As Liánlí tried to keep his breathing steady and even and fumble through the automated help line messages at City Animal Control, he couldn’t imagine anybody ever not agreeing with him that Zhìháo had been a terrible, wretched little gremlin and everyone was better off without him—especially Liánlí himself. Glancing over at the poor little bird’s fruitless attempts at hopping onto the alleged slide, Liánlí sighed.
“Seriously,” he whispered, rolling his eyes at Huanxi. “How many buttons do I need to press to just talk to a person? This is madness.”
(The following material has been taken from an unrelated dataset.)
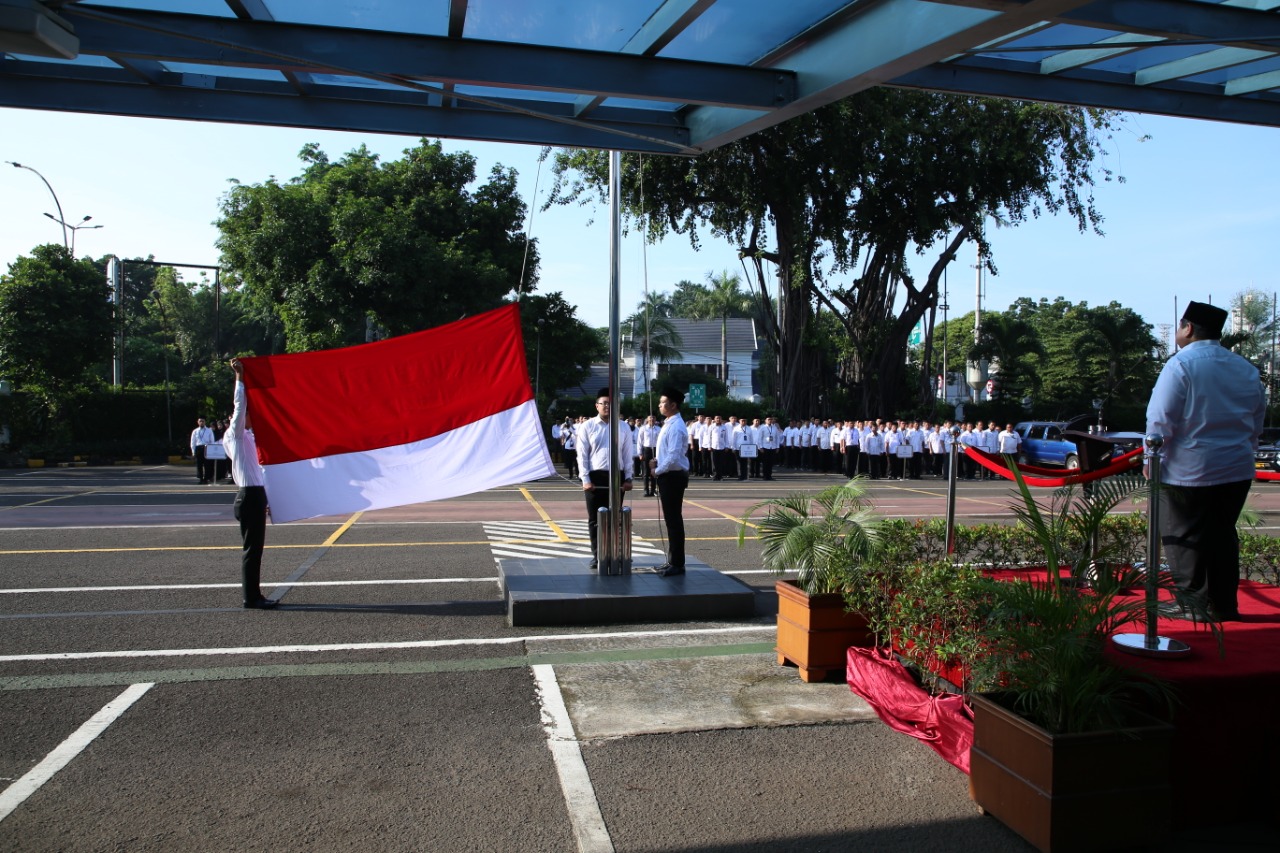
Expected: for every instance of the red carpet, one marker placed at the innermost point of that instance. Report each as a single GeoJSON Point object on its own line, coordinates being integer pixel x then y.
{"type": "Point", "coordinates": [1228, 743]}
He stood by that assessment, no matter what. Automated help-lines always found the exact right way to get on Liánlí’s nerves, and their only saving grace, in his mind, would’ve been if the composers who’d made the idle waiting music got paid decently for this use of their work. Of course, some automated help-lines didn’t even do that much for anybody. But as he hovered closer to Huanxi, enjoying just quietly being around him and maybe leaning against his arm a little for some extra stability (emotionally) while enduring the wait.
Finally, an actual person picked up the other line, a perky-sounding admin who said her name was Kelsey.
“Yeah, hi, my name is Liánlí Huáng, I live down on Mount Hawthorn Street, in the big purple house?” Groaning softly, he rubbed at the bridge of his nose. “Look, I was taking my dog out, and my zhiyin and I found a wild penguin? In the backyard?”
“I’m sorry, sir,” Kelsey said and actually sounded genuine about that, “but who did you say is with you?”
………Right. Dammit. Chinese terms didn’t make sense to most people.
“Sorry—it’s just—bilingual thing,” he said and shifted to rubbing one of his eyes. “My partner and our dog are with me right now. We also have a housemate, but he’s inside.” Liánlí did his best to moderate his sigh, hoping that he made it sound less exasperated. “And the wild penguin? Like I said?”
“Uh-huh, uh-huh,” Kelsey replied, the sound of her keyboard clacking perfectly audible. “Not that it helps, but you’re not the first call we’ve gotten about penguins.”
“We’re not?”
“Definitely not, sir. We appreciate every tip on where to find them.”
Destiny City seasonal weirdness would always do what it did, Liánlí guessed, but at the same time, uh………wow. Penguins running amok in the middle of Virginia was certainly a new one for him. At least, them not being the only ones meant that the poor little guy still fruitlessly trying to hop on the slide wouldn’t be alone.
When he and Kelsey wrapped up, Liánlí looked up at Huanxi with a soft sigh. “They’re sending a guy out with someone from the zoo,” he explained. “They said don’t touch him or let Táotáo touch him. Without knowing which member of his flock he is, they can’t know what sort of germs he may or may not have, and we definitely don’t wanna hurt him. They said it might be up to an hour getting here, but all we have to do is keep an eye on him and make sure he stays in the yard, and we’re clear to do that from inside as long as he keeps relatively behaving himself. But……”
Dropping his head onto Huanxi’s shoulder, Liánlí gave him a nuzzle. “They’re on their way to collect this little escapee and get him back home.”